Judith Stein says neoliberalism broke the American working class

Historians in the News
tags: neoliberalism, Judith Stein



The surprise success of Donald Trump and Bernie Sanders has generated a bevy of ethnographic inquiries from journalists puzzling over just why working class people, the white ones in particular, are so angry.

In reality, outside the New York and Washington bubbles, it’s not that complicated. Trump and Sanders have tapped a vein of alienation that runs from deep in the Rust Belt and beyond. As historian Judith Stein put it, America traded factories for finance. And workers lost. The populism on the right (quasi-fascist) and the left (semi-socialist) differ profoundly on the question of white supremacy but both are grounded in appealing rejections of outsourcing and so-called free trade deals like NAFTA.

Stein is Distinguished Professor of History at City College and the Graduate Center of the City University of New York. She is the author of “The World of Marcus Garvey” (1986), “Running Steel, Running America” (1998), and most recently “Pivotal Decade” (2010).  She is currently working on a book, “Fabulous or Fortunate?: The Clinton Years and the Origins of Our Time.”

Salon spoke with Stein recently about the history of trade politics and the future of manufacturing. This interviewed has been edited for brevity and clarity.

Are you surprised that two insurgent candidates, on the left and the right, are successfully appealing to anger over free trade? What is it about the American political economy in 2016 that is making this such a potent message right now?

Yes, I am surprised that trade has emerged as a big issue. It has not been part of presidential campaigns because both parties have supported “free trade.” There were always minorities in both parties, especially the Democratic, who supported what was once called “managed trade.” Congressman Richard Gephardt based his campaign for the Democratic presidential nomination in 1988 on ending the huge growth of manufacturing imports in the 1980s. And independent Ross Perot made trade a big issue in his 1992 presidential run.

But trade did not divide the parties, and so was absent from presidential campaigns. This history explains why the issue is propelled by two political outsiders. Of course, the economy helps. In the wake of the Great Recession, there was more criticism of corporations and political elites. Currently, U.S. growth is sluggish and wage stagnation continues despite relatively low unemployment. The enduring trade deficit offers an explanation for the combination of low wage and plentiful, unstable work. In addition, there have been several elite studies demonstrating the millions of jobs offshored to China. But the politics is as important. Insurgent candidates pick up issues that elites have ignored. And, this one, trade, has festered for many years.
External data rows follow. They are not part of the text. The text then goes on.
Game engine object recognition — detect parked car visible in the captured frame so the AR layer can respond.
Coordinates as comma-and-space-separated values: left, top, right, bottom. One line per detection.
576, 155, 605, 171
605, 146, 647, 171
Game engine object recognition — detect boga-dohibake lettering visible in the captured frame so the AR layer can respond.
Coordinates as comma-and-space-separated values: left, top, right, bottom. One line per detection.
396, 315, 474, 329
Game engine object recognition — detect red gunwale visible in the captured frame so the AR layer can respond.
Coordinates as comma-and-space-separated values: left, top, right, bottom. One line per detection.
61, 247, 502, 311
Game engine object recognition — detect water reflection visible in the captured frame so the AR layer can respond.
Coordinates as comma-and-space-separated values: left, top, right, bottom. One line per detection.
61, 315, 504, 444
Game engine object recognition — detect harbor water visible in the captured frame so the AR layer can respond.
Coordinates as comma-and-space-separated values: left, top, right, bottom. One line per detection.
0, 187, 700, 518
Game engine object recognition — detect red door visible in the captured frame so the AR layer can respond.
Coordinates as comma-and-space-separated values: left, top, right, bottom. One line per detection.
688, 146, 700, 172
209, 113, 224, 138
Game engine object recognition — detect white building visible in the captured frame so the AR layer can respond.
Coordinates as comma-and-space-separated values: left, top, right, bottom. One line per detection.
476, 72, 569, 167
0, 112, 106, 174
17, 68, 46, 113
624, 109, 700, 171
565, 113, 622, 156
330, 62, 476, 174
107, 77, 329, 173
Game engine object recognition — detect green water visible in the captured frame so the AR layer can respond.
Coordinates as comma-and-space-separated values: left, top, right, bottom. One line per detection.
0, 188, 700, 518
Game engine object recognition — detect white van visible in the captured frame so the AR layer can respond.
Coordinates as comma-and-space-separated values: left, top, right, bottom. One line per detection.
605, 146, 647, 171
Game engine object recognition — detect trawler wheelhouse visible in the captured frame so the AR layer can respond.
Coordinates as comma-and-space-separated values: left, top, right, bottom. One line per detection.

Why did the sort of criticism of deindustrialization made by Gephardt lose out to New Democrats like Bill Clinton? And what political constituency was Perot’s anti-NAFTA message attractive to? Can he in some ways be seen as a precursor of Trump?

The Gephardt wing of the Democratic Party lost out to the New Democrats because of the different analyses of the 1980s. A group called the “Atari Democrats,” like Gary Hart, believed that post-industrialism was the wave of the future — high tech.  Therefore, attempting to “prop” up old and dying industries was futile. Thus, the 1988 Democratic candidate Michael Dukakis was known for producing the “Massachusetts Miracle,” a high-tech boom during his time as governor. The now-populist Robert Reich also believed in the high-tech transition. If this was an accurate view of the future, then education was the solution. The Clinton New Democrats shared this view but believed that the party had to expand beyond its traditional constituencies — unions and minorities. They would appeal to business with support for free trade and less regulation, Reagan Democrats, working class whites, with social issues, and suburbia with prudent fiscal policy. Although much of this was contradictory or unachievable, these differences made it impossible to address de-industrialization, which required a different analysis of the economics of the 1980s.

When Perot first ran in 1992 as an independent, outsourcing was an issue, but as important was the balanced budget.  So he got a diverse group who believed that a rich businessman, not a politician, could solve the nation’s problems. After the election, when Clinton made NAFTA a priority, Perot became the most public anti-NAFTA leader, debating the issue with Al Gore.  Yes, I do think that Perot was a precursor of Trump. Both made a virtue of their blunt, truth-telling style. Both appealed to white men more than other social groups. But Trump feasts on social divisions. Perot did not.